Il modello sportivo prevalente nei Paesi del sud dell’Europa, con particolare riferimento all’Italia, alla Spagna, alla Grecia, al Portogallo e a un’area dei Paesi dell’Est, dove abbiamo rilevato residui di statalismo nello sport di base riflesso dei vecchi regimi, prevede che le risorse economiche siano molto sbilanciate a favore dello sport agonistico, soprattutto negli anni olimpici. In questa vasta area europea, lo sport popolare conta molto sull’associazionismo. L’Italia presenta il modello più all’avanguardia su questo fronte, basato sul volontariato. Nei Paesi del sud Europa, vi è poco sostegno finanziario dello Stato alle associazioni sportive. In Italia, la recente costituzione di Sport e Salute, che dovrebbe destinare risorse allo sport di base, opera da poco tempo per analizzare il problema da un punto di vista della nostra ricerca.

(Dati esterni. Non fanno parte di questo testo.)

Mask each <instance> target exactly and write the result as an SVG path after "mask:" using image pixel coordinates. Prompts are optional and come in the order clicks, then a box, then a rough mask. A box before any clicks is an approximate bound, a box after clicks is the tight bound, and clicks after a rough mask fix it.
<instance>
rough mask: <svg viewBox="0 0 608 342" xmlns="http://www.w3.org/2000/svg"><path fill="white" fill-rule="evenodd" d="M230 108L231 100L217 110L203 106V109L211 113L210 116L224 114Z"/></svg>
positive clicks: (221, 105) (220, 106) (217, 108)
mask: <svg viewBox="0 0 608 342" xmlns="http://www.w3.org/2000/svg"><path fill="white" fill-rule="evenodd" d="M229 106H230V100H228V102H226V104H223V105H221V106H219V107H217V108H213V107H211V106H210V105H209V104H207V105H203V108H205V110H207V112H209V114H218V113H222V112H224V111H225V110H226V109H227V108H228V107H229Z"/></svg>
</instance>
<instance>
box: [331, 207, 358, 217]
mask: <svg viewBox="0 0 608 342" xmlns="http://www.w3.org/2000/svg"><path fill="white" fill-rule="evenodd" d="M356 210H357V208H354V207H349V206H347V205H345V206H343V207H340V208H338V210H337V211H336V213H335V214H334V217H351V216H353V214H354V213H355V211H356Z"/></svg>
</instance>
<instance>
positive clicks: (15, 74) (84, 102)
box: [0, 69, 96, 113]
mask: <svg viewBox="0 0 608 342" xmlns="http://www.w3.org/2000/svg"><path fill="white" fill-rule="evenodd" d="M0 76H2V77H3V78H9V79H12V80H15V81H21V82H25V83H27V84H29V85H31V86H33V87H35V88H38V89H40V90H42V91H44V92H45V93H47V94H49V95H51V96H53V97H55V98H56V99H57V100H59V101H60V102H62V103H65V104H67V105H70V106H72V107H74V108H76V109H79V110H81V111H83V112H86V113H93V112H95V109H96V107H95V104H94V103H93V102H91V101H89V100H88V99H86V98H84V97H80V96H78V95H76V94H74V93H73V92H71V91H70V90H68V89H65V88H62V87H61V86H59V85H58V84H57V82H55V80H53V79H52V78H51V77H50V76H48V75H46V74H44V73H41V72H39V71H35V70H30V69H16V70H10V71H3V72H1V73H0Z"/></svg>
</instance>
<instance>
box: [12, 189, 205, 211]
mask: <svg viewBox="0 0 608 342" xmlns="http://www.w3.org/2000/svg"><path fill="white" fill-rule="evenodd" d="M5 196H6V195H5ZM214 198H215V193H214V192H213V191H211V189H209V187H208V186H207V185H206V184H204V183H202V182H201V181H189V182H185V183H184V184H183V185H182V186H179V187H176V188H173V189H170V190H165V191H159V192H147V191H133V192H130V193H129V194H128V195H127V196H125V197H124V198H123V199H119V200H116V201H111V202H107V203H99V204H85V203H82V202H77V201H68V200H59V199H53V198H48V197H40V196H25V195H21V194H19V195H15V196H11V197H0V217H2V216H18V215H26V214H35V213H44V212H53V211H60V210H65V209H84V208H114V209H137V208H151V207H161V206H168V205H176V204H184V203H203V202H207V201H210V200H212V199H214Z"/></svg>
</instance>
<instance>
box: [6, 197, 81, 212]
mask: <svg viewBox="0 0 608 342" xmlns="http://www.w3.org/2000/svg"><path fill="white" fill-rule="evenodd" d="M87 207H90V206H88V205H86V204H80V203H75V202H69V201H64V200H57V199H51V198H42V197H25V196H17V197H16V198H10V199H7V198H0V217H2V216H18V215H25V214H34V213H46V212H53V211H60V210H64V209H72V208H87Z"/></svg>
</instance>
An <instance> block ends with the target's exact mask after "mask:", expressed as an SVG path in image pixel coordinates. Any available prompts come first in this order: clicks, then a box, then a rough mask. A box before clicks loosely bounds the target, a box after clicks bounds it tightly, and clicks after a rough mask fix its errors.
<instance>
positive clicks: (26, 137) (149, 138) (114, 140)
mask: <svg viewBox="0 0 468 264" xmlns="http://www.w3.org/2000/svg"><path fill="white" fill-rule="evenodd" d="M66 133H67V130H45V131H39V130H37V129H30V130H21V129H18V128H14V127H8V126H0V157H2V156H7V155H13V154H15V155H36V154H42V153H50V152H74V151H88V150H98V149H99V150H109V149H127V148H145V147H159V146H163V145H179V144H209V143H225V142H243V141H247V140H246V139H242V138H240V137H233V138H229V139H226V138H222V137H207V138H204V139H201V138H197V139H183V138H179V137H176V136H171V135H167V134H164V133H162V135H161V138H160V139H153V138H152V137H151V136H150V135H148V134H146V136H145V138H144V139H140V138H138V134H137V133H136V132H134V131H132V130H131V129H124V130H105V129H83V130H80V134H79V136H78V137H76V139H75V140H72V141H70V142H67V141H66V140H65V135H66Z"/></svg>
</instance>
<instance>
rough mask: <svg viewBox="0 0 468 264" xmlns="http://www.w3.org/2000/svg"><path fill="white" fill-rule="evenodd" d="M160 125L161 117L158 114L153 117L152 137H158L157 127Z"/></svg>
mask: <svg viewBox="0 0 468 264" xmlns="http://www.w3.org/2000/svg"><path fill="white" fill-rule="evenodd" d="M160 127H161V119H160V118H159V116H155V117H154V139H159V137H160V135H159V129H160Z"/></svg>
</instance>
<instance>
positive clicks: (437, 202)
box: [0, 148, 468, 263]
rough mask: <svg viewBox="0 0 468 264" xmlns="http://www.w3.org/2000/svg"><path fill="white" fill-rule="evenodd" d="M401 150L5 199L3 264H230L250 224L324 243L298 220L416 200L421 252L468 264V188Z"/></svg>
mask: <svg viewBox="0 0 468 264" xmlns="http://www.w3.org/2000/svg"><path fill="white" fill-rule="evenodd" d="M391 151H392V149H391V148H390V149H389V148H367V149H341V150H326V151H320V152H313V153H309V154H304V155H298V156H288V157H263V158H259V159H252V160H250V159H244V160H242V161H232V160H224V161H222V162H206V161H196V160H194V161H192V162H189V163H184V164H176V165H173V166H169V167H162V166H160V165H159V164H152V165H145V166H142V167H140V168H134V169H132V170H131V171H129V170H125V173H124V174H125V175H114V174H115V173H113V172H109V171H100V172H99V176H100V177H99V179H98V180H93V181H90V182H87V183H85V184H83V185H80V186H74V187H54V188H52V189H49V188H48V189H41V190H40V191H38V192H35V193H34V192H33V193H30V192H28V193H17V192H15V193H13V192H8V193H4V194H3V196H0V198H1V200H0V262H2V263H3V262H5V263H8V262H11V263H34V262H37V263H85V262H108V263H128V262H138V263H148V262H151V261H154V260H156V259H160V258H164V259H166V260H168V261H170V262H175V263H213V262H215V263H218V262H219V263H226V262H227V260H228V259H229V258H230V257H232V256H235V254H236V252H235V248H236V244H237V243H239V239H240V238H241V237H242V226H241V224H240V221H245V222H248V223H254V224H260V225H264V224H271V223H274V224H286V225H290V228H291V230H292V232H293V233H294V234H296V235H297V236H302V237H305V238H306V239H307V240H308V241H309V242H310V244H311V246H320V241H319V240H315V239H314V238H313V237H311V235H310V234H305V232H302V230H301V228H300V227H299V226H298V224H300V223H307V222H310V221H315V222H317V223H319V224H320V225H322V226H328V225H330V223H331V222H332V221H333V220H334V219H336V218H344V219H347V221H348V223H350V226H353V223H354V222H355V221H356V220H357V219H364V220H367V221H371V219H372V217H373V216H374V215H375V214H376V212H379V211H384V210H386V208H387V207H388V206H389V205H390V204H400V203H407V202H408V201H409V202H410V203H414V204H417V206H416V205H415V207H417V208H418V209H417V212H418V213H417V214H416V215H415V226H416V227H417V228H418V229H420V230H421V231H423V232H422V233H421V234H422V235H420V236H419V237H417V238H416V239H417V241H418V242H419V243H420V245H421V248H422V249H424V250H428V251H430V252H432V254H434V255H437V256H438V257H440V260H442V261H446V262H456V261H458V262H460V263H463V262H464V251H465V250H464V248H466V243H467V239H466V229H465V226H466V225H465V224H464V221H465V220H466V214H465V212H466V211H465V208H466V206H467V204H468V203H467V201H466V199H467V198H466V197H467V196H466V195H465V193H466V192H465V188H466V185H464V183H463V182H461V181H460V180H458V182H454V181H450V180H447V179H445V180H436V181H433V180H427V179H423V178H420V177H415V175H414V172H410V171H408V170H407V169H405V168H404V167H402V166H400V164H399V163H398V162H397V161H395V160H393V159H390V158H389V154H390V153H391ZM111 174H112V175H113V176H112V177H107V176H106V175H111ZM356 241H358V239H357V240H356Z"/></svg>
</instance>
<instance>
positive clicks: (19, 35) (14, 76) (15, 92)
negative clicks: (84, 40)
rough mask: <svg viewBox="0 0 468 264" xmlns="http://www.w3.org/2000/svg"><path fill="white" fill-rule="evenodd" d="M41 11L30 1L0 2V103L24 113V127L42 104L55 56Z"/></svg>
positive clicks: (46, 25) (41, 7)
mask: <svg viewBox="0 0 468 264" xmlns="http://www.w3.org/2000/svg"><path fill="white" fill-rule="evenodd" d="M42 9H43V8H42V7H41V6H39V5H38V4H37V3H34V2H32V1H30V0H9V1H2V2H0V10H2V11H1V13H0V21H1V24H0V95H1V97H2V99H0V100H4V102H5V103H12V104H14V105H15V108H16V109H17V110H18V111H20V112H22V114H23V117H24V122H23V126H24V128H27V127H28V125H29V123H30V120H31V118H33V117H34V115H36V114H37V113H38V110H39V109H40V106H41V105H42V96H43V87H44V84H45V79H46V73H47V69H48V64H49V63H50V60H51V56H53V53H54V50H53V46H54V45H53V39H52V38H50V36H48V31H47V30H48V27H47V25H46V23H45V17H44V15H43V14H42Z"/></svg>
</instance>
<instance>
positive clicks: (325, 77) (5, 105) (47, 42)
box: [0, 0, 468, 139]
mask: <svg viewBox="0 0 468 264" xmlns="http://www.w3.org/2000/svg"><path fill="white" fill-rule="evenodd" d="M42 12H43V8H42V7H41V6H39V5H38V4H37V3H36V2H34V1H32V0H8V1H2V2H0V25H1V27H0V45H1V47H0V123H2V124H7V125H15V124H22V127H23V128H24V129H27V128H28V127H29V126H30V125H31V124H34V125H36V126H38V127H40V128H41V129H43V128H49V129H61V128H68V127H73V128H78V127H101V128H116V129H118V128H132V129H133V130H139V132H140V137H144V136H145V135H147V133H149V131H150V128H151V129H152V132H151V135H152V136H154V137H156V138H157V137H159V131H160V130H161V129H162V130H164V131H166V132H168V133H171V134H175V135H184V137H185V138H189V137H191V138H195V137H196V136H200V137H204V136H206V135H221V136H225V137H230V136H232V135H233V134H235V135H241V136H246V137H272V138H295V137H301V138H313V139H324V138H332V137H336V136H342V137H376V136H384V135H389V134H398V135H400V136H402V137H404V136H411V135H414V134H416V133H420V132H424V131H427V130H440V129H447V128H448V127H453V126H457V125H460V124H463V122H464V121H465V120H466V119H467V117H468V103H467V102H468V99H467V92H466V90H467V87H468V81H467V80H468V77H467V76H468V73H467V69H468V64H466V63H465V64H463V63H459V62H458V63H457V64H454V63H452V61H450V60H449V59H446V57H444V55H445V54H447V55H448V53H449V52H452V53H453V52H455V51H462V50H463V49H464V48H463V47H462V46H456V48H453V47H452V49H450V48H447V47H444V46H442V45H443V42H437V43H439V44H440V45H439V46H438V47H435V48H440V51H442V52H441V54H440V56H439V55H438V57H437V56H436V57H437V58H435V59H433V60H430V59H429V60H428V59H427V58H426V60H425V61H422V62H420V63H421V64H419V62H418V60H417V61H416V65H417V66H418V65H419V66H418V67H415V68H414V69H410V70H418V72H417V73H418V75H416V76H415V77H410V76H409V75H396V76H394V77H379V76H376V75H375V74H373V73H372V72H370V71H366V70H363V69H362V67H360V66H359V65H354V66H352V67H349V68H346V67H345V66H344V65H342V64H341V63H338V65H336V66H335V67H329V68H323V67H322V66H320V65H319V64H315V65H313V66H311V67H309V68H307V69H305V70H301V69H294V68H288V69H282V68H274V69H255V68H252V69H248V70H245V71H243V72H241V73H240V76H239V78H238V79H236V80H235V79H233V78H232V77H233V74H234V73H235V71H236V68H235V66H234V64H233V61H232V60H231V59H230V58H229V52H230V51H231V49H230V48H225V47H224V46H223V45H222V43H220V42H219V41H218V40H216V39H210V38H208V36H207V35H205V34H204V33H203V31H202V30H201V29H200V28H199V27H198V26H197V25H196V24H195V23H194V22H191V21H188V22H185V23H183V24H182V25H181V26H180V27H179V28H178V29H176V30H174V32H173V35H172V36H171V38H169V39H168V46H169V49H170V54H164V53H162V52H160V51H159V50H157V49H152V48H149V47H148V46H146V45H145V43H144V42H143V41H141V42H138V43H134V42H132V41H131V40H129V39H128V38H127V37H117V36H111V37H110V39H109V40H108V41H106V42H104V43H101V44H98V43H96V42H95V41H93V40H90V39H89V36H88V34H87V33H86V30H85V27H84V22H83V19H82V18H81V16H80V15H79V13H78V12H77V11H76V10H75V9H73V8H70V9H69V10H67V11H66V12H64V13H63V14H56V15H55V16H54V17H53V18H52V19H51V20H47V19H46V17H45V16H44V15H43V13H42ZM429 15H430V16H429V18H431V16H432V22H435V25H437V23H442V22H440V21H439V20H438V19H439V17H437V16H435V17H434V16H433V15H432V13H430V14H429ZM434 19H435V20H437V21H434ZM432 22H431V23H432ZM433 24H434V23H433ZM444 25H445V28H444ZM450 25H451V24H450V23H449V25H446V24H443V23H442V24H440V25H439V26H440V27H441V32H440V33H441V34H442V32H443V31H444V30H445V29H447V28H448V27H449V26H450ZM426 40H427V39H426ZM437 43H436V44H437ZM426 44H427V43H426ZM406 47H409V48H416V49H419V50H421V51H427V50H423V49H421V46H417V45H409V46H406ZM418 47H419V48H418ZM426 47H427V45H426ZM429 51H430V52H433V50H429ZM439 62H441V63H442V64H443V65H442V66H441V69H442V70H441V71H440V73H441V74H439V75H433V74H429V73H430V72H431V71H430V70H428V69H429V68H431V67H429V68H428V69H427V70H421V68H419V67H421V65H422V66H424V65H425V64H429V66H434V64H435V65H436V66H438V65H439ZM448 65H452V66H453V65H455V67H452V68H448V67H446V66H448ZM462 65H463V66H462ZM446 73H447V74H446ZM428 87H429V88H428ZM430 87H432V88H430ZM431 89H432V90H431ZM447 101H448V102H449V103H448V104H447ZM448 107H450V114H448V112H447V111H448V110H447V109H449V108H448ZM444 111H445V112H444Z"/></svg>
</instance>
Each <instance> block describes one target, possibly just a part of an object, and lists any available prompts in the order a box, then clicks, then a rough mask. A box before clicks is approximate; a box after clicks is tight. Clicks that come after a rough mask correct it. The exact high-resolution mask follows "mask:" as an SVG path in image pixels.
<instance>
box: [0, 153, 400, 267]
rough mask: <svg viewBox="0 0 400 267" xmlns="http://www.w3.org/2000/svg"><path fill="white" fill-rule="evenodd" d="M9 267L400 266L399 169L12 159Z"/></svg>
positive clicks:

Nel nostro Paese, le scarse risorse finanziarie all’associazionismo sportivo sono dovute anche al fatto che lo Stato destina aiuti economici a sostegno di una politica familistica, come gli assegni per i figli, retaggio di una cultura cattolica. In Spagna stanno peggio di noi, anche se la Catalogna ha un modello autonomo, l’Istituto per l’Educazione fisica di Barcellona dà conto all’autonomia regionale e non alle autorità governative nazionali. C’è un quarto modello sportivo per lo sport popolare, costituito dalla Gran Bretagna, che è un modello liberista, basato sui contributi degli sponsor, delle assicurazioni, dei fondi privati.

Le conseguenze del coronavirus, avranno un riflesso sul rapporto tra il welfare e lo sport?
Il coronavirus ha colpito la socialità, ci vorrà molto tempo prima che i campi sportivi tornino a essere frequentati e utilizzati. La riduzione delle risorse finanziarie, colpirà in particolare le politiche di inclusione sociale degli immigrati attraverso lo sport, le fasce sociali più deboli e le istituzioni come la scuola. L’auspicio è che un vento positivo influenzi i governanti dei Paesi dell’Ue, e che dopo il coronavirus arrivi l’occasione per ridisegnare un nuovo modello di sport rispetto a quello attuale, più equilibrato e più attento al sociale.